Databricks supports the from_avro and to_avro functions to build streaming pipelines with Avro data in Kafka and metadata in Schema Registry. The function to_avro encodes a column as binary in Avro format and from_avro decodes Avro binary data into a column. Both functions transform one column to another column, and the input/output SQL data type can be a complex type or a primitive type.

Note

The from_avro and to_avro functions:

  • Are available in Python, Scala, and Java.

  • Can be passed to SQL functions in both batch and streaming queries.

Also see Avro file data source.

Basic example

Similar to from_json and to_json, you can use from_avro and to_avro with any binary column, but you must specify the Avro schema manually.

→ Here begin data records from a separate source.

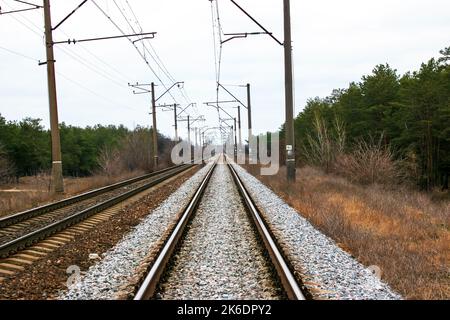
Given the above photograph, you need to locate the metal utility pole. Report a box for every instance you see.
[283,0,296,182]
[238,105,242,149]
[173,103,179,142]
[151,82,158,170]
[233,118,238,162]
[247,83,253,159]
[187,116,191,147]
[44,0,64,193]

import org.apache.spark.sql.avro.functions._
import org.apache.avro.SchemaBuilder

// When reading the key and value of a Kafka topic, decode the
// binary (Avro) data into structured data.
// The schema of the resulting DataFrame is: <key: string, value: int>
val df = spark
  .readStream
  .format("kafka")
  .option("kafka.bootstrap.servers", servers)
  .option("subscribe", "t")
  .load()
  .select(
    from_avro($"key", SchemaBuilder.builder().stringType()).as("key"),
    from_avro($"value", SchemaBuilder.builder().intType()).as("value"))

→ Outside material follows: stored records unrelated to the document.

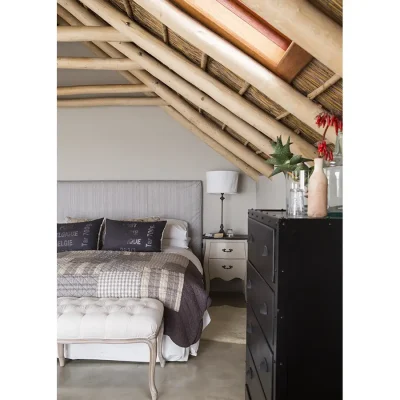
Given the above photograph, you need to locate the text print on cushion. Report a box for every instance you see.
[103,219,167,252]
[57,218,104,253]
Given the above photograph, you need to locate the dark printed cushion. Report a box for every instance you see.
[102,219,167,252]
[57,218,104,253]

// Convert structured data to binary from string (key column) and
// int (value column) and save to a Kafka topic.
dataDF
  .select(
    to_avro($"key").as("key"),
    to_avro($"value").as("value"))
  .writeStream
  .format("kafka")
  .option("kafka.bootstrap.servers", servers)
  .option("topic", "t")
  .start()

jsonFormatSchema example

You can also specify a schema as a JSON string. For example, if /tmp/user.avsc is:

{
  "namespace": "example.avro",
  "type": "record",
  "name": "User",
  "fields": [
    {"name": "name", "type": "string"},
    {"name": "favorite_color", "type": ["string", "null"]}
  ]
}

You can create a JSON string:

from pyspark.sql.avro.functions import from_avro, to_avro

jsonFormatSchema = open("/tmp/user.avsc", "r").read()

Then use the schema in from_avro:

# 1. Decode the Avro data into a struct.
# 2. Filter by column "favorite_color".
# 3. Encode the column "name" in Avro format.

output = df\
  .select(from_avro("value", jsonFormatSchema).alias("user"))\
  .where('user.favorite_color == "red"')\
  .select(to_avro("user.name").alias("value"))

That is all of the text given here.